Two prophylactic vaccines have been licensed by the FDA and the EMA. Both vaccines protect against new infections with the two most common HPV types in cervical cancer, HPV16 and HPV18 (Gardasil, Merck & Co, NJ, USA; Cervarix, GSK Biologicals, Rixensart, Belgium) . When given to HPV uninfected young women, both vaccines are close to 100% effective against persistent infection with HPV16/18, responsible for 70% of cervical cancer. One of the vaccines includes in addition two low-risk HPV types that are associated with genital warts (HPV6 and HPV11) (Gardasil). Moreover, it has been shown that the vaccines also provide substantial cross-protection against other HPV types involved in cervical cancer, in particular HPV types 31, 33 and 45.
Currently, research is focused on the development of vaccines that offer a protection against a larger range of HPV types than Gardasil and Cervarix. A broad-spectrum HPV vaccine targeting seven high-risk and two low-risk HPV types is currently evaluated in efficacy and safety trials (V503, Merck & co, NJ, USA). The high-risk HPV types included in the broad-spectrum vaccine are associated with 90% of cervical cancers.

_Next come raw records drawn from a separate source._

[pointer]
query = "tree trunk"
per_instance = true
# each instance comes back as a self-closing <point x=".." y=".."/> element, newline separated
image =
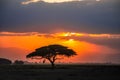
<point x="53" y="65"/>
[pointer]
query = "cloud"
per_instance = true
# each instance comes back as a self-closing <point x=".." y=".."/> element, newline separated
<point x="100" y="17"/>
<point x="109" y="40"/>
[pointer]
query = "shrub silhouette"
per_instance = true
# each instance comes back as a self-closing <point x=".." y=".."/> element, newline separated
<point x="5" y="61"/>
<point x="51" y="53"/>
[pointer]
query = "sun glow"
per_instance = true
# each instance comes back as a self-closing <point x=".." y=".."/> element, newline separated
<point x="48" y="1"/>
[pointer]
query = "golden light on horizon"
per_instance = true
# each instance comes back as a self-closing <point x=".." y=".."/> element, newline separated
<point x="48" y="1"/>
<point x="29" y="42"/>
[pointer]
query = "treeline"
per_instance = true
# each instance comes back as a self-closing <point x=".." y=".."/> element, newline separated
<point x="7" y="61"/>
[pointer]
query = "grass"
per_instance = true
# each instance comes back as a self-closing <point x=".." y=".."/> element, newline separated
<point x="62" y="72"/>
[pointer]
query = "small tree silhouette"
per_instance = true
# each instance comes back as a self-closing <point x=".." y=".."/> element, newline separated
<point x="51" y="53"/>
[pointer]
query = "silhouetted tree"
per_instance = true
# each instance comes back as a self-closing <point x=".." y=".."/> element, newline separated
<point x="51" y="53"/>
<point x="18" y="62"/>
<point x="5" y="61"/>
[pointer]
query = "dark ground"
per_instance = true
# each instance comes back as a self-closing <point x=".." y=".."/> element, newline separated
<point x="62" y="72"/>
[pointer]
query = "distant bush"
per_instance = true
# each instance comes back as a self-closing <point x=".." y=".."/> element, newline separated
<point x="5" y="61"/>
<point x="18" y="62"/>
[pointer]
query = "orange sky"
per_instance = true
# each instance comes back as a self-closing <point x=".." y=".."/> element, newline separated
<point x="30" y="41"/>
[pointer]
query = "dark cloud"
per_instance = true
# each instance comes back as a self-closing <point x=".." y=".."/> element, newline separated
<point x="85" y="16"/>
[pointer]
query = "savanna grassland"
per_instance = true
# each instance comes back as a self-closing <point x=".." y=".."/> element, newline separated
<point x="62" y="72"/>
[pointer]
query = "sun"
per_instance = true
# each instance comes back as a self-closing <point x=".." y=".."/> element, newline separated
<point x="71" y="40"/>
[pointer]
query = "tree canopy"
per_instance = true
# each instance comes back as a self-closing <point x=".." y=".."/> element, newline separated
<point x="51" y="52"/>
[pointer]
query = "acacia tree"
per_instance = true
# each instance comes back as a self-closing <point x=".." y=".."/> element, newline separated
<point x="51" y="53"/>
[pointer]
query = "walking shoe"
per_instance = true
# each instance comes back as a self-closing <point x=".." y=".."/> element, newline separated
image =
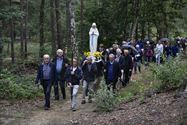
<point x="89" y="101"/>
<point x="83" y="102"/>
<point x="46" y="108"/>
<point x="73" y="109"/>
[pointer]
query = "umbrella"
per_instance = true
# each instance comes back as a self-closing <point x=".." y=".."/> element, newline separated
<point x="150" y="41"/>
<point x="126" y="46"/>
<point x="164" y="39"/>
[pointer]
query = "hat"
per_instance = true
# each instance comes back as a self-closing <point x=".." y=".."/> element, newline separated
<point x="93" y="24"/>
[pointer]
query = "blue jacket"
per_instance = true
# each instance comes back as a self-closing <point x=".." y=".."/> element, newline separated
<point x="116" y="70"/>
<point x="89" y="76"/>
<point x="73" y="79"/>
<point x="39" y="76"/>
<point x="65" y="61"/>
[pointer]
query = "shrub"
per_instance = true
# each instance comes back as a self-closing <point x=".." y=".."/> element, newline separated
<point x="16" y="87"/>
<point x="105" y="99"/>
<point x="170" y="74"/>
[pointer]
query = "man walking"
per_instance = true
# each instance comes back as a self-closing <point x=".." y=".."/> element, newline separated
<point x="89" y="72"/>
<point x="46" y="76"/>
<point x="73" y="76"/>
<point x="112" y="72"/>
<point x="61" y="63"/>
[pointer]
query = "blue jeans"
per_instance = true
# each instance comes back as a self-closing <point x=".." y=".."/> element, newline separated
<point x="62" y="87"/>
<point x="47" y="91"/>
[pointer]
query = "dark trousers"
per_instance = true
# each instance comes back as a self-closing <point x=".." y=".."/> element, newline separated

Since 2008, 22 European countries have introduced HPV vaccination in routine immunization programmes for girls with target ages between 10-14 years. Catch-up vaccination of older girls in the initial year(s) of the vaccination programmes have also been provided for varying ages but within the range of 15-26 years. Initially, HPV vaccination was only licensed when administered as a three doses series. Recently, evidence emerged that a 2-dose regimen provides similar protection as a 3-dose regimen. Consequently, the WHO and several national programs changed their recommendation from 3-dose to 2-dose vaccination for girls age < 15 years (Weekly Epid. Record (2014,89:221-236)).

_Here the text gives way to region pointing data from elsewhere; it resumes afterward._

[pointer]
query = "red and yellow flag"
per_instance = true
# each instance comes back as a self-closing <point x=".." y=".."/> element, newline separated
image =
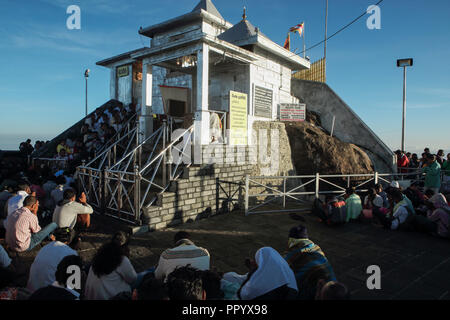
<point x="287" y="43"/>
<point x="298" y="28"/>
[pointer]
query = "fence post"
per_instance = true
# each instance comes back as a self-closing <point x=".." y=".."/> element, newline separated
<point x="137" y="194"/>
<point x="90" y="182"/>
<point x="246" y="193"/>
<point x="164" y="155"/>
<point x="240" y="195"/>
<point x="105" y="190"/>
<point x="317" y="185"/>
<point x="217" y="195"/>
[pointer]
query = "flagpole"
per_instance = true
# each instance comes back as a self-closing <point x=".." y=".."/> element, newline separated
<point x="326" y="29"/>
<point x="304" y="44"/>
<point x="325" y="45"/>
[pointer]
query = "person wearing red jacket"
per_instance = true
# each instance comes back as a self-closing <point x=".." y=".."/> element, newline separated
<point x="402" y="161"/>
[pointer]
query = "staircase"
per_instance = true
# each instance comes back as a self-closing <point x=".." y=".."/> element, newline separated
<point x="128" y="178"/>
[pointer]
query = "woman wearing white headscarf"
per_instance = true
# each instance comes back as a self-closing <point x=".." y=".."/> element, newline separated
<point x="270" y="279"/>
<point x="440" y="216"/>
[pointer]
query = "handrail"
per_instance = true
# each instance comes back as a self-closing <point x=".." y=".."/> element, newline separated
<point x="190" y="129"/>
<point x="114" y="137"/>
<point x="137" y="147"/>
<point x="110" y="147"/>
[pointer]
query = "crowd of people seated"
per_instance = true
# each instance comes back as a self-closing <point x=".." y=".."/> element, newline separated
<point x="303" y="274"/>
<point x="407" y="162"/>
<point x="45" y="211"/>
<point x="395" y="208"/>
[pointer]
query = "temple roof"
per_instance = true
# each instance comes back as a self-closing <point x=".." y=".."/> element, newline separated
<point x="209" y="7"/>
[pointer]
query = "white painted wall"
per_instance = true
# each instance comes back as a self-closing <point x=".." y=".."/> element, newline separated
<point x="124" y="88"/>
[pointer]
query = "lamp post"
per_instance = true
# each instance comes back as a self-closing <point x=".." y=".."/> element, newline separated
<point x="403" y="63"/>
<point x="86" y="75"/>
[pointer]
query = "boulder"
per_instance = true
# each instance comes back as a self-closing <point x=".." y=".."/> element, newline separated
<point x="314" y="151"/>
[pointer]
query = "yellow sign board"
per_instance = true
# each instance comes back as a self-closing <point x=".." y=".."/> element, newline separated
<point x="122" y="71"/>
<point x="238" y="118"/>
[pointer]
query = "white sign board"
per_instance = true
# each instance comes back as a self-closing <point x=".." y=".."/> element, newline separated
<point x="292" y="111"/>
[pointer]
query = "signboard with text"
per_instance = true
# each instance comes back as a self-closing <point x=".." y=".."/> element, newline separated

New populations that may benefit from HPV vaccination include men and adult women. Male vaccination is currently already incorporated in the school-based immunization programme in Australia. There are no advanced initiatives in Europe yet on male vaccination. Male vaccination may have a direct beneficial effect on HPV-related disease in men (for example anal cancer, or head-and-neck cancers), as well as an indirect effect on cervical cancer by reducing the HPV prevalence in the general population. Female adult vaccination could reduce the acquisition of HPV infections which may allow the use of longer screening intervals and offer novel prevention policy in countries where high-quality regular screening is difficult to realize.